Ama yaptığı konuşmadaki ses tonuyla, kullandığı üslupla bunu doruğa çıkaran da kendisi oluyor.
Kürsüden avazı çıktığı kadar bağırarak "Kimseye bir şey sormayız" diye yeri göğü inletiyor.
Ne gerek var bu kadar öfkelenmeye?
Çankaya ile Genelkurmay kendilerine Kıbrıs konusunda atılan adımla ilgili bilgi verilmediğini söylüyorlar.
Hepsi bu.
Buna bu kadar tepki vermenin ne gereği var?
Başbakan Çankaya ve Genelkurmay Başkanı’yla konuşur ve sorun büyümeden çözülebilirdi.
Ama nedense Erdoğan bu politikayı hiçbir zaman uygulayamıyor.
* * *
Gelelim Meclis Başkanı’na...
Arınç zaten bir álem. Her şeyi eğip büküp kendi mantığına göre değerlendiriyor.

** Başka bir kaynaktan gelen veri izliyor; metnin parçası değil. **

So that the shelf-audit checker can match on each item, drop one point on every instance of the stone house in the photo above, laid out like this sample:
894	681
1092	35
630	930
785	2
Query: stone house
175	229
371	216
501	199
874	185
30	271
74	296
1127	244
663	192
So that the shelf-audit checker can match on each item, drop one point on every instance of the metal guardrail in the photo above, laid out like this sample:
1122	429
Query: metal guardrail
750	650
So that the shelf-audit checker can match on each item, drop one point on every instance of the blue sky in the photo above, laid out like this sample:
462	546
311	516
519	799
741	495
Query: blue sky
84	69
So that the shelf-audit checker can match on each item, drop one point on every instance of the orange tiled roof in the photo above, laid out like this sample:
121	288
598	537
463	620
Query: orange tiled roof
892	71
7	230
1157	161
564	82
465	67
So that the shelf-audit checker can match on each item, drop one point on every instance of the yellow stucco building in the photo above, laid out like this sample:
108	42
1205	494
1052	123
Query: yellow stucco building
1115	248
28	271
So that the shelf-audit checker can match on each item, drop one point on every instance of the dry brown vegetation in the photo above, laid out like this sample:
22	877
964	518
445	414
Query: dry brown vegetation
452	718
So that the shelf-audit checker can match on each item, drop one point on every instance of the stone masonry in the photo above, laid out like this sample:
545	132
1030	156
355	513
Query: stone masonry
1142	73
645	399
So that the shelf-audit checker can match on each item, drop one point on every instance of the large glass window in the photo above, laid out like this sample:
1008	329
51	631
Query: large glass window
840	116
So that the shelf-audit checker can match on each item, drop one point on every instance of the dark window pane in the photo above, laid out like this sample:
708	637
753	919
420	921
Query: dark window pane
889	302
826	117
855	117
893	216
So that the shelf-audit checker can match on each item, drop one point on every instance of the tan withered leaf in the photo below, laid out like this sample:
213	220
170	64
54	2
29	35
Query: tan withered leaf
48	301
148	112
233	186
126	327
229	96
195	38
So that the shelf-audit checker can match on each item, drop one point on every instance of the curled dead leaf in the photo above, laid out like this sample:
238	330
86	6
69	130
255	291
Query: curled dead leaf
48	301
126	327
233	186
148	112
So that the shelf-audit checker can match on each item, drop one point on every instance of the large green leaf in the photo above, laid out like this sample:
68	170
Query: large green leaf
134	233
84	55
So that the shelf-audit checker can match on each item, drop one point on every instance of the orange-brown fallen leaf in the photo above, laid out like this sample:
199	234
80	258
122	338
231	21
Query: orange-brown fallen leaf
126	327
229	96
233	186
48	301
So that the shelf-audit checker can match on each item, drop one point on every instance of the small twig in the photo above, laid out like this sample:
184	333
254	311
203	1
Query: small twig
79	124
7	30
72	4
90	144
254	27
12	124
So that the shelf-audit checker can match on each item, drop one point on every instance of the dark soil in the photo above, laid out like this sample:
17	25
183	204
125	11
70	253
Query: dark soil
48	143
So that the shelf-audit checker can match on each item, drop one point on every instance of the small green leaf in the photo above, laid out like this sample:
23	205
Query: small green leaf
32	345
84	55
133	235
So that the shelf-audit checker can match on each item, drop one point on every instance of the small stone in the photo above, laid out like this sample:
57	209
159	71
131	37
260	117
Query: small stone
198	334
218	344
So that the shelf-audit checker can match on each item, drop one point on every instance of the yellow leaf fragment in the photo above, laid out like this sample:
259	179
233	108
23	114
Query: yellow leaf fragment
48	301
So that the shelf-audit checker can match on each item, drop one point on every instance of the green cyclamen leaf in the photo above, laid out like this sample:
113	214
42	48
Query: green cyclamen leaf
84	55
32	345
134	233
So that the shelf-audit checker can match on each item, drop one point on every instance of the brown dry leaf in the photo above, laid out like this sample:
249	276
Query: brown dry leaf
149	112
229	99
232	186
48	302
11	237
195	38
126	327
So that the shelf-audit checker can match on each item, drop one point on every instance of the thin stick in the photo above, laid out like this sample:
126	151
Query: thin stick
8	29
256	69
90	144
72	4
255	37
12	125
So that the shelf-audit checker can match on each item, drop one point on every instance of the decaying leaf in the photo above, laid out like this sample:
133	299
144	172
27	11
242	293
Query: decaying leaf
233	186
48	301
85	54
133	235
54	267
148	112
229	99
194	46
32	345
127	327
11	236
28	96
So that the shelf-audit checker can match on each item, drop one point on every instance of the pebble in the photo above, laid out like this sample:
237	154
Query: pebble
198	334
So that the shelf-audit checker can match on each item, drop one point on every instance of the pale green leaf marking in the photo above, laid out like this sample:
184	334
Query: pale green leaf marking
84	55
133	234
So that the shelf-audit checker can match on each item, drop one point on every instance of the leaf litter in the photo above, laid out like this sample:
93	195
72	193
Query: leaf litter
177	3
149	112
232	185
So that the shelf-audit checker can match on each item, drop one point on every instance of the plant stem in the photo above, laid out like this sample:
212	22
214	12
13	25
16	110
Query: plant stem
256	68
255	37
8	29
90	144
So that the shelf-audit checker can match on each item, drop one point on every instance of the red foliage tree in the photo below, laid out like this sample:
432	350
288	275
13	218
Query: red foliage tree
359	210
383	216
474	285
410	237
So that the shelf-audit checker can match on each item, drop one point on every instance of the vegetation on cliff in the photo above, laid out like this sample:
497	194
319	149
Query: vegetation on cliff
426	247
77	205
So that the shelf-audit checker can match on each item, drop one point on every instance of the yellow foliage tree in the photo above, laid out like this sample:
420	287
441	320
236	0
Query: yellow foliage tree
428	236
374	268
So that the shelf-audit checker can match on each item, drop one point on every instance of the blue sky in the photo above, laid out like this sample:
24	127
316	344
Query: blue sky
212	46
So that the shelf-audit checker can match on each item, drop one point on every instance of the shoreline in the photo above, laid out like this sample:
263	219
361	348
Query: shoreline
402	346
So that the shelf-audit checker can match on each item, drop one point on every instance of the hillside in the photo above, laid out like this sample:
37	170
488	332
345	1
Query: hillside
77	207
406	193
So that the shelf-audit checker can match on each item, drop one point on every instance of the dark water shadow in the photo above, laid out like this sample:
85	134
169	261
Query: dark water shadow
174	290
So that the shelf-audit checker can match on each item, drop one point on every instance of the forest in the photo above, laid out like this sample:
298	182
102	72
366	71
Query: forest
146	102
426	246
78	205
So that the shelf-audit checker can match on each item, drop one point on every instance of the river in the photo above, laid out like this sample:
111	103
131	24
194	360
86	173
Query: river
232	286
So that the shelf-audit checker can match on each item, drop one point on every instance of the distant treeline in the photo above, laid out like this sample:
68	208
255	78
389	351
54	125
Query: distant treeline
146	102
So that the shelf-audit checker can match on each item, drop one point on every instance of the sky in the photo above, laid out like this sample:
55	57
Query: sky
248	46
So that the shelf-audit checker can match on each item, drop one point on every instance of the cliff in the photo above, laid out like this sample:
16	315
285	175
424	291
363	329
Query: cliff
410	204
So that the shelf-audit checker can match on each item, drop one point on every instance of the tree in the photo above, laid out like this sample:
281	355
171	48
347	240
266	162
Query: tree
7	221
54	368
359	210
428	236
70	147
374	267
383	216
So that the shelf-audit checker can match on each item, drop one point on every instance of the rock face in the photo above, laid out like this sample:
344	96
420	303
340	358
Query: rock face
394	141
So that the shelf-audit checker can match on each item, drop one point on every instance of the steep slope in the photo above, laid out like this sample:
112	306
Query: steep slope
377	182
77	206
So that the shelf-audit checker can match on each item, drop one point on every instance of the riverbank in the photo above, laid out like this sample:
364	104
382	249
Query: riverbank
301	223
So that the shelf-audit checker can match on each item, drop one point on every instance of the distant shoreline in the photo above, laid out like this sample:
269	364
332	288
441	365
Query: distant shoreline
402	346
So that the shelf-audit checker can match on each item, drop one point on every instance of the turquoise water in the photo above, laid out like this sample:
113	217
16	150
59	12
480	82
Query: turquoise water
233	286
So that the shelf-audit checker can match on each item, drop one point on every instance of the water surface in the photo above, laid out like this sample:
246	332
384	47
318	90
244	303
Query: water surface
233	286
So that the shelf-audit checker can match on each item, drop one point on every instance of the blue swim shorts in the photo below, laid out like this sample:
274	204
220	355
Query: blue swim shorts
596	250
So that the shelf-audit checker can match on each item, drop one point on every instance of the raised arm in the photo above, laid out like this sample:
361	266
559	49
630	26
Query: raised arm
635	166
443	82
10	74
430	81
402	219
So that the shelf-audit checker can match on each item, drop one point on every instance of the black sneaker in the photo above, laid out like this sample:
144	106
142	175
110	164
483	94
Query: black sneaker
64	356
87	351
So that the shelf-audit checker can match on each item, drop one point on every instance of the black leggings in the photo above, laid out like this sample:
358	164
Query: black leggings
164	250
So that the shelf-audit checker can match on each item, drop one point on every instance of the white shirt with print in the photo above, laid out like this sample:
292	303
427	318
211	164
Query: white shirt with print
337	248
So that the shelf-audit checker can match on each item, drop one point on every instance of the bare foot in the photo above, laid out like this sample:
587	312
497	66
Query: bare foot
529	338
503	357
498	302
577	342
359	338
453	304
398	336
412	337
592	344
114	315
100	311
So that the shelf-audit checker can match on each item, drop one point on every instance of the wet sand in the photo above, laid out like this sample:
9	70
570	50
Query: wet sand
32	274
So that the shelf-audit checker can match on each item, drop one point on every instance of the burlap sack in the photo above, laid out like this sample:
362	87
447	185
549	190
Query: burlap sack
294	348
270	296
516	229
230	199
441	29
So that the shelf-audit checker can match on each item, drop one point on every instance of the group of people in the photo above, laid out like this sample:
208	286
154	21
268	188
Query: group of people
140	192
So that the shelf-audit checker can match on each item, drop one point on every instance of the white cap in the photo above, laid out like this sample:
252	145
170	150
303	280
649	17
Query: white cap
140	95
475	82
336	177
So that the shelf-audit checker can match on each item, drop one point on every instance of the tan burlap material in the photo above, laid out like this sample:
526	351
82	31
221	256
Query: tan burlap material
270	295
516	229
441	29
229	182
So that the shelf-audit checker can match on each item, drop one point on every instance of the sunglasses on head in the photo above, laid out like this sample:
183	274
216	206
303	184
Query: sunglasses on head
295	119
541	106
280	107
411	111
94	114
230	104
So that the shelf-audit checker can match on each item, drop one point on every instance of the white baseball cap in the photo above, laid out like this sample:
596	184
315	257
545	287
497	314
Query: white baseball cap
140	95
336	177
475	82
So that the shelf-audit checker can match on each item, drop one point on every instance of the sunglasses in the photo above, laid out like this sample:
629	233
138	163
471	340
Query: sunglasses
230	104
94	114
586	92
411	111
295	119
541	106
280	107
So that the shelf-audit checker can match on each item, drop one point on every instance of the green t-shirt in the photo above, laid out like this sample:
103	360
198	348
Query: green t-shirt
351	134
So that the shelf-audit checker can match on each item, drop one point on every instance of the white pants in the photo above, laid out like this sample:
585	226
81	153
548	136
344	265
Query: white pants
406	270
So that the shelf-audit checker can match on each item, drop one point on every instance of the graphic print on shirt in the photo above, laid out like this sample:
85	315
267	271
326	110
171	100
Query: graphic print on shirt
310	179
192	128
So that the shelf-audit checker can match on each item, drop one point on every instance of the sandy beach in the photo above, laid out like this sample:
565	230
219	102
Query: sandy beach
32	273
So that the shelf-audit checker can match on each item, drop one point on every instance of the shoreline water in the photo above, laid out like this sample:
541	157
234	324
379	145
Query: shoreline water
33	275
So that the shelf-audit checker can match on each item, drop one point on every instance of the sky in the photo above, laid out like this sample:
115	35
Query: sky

Tutuyor, Genelkurmay Başkanı’nı ziyaretinden bir gün önce, bir TV kanalında Genelkurmay’ı rahatsız edecek sert açıklamalar yapıyor.
Ne gerek var? Niçin yapıyor bunu? Anlamak olanaksız.
Ama ertesi gün de kalkıyor, hiçbir şey olmamış gibi Genelkurmay Başkanı’nı ziyarete gidiyor.
Böyle bir ortamda Arınç’ın Genelkurmay’da sempatiyle karşılanması mümkün olabilir mi?
Aynı konuşmada Arınç Çankaya’ya da dokunduruyor. Sezer’in siyasete mutlaka girmesini öneriyor, "Siyaset yapmayan bence eksik kalır.Siyaset insanı eğitir, terbiye eder diyeceğim de yanlış anlaşılır."
İyi güzel de Arınç bu nasihatleri verirken siyaset yapan bir kişi olarak pek de doğru bir örnek olmuyor.
Şu iki olay da gösteriyor ki, ülkede son günlerdeki gereksiz yere yaratılan gerginlikte Erdoğan ile Arınç’ın rolü var.
* * *
Oysa bir ülkede gerginlik çıkmaması için en büyük çabayı ve özeni hükümetin göstermesi gerekir.
Ülkeyi iyi yönetme sorumluluğu hükümete aittir.
Ama bakıyorsunuz çıkan bütün gerginliklerde Erdoğan ile Arınç baş aktör.
Kıbrıs konusunda devletin hiçbir kurumuna danışmadan, bırakın danışmayı bilgi bile vermeden yaşamsal bir adım atılıyor.
Başbakan "Ben bu adımı atarım, kimseye de sormam" derken, Dışişleri Bakanlığı "Çankaya’ya ve Genelkurmay’a bilgi verildi" diye açıklama yapıyor.
Çankaya ve Genelkurmay ise bilgi verilmediğini söylüyor.
Bu çelişkinin yaşanmasının da sorumlusu hükümettir.
Kıbrıs konusunda kendi kafalarına göre attıkları adımın bir işe yaramayacağını bırakın konunun uzmanlarını, sade vatandaşlar bile gördü.
Nitekim hiçbir işe yaramadı. Avrupa Birliği yetersiz buldu.
Kıbrıs Rumları ile Yunanistan Türkiye’nin önerisini reddetti.
Ülkeler ortak akıl kullanılırsa iyi yönetilir.
"Ben yaptım oldu" anlayışı, özellikle de dış politikada çoğunlukla fiyaskolarla sonuçlanır.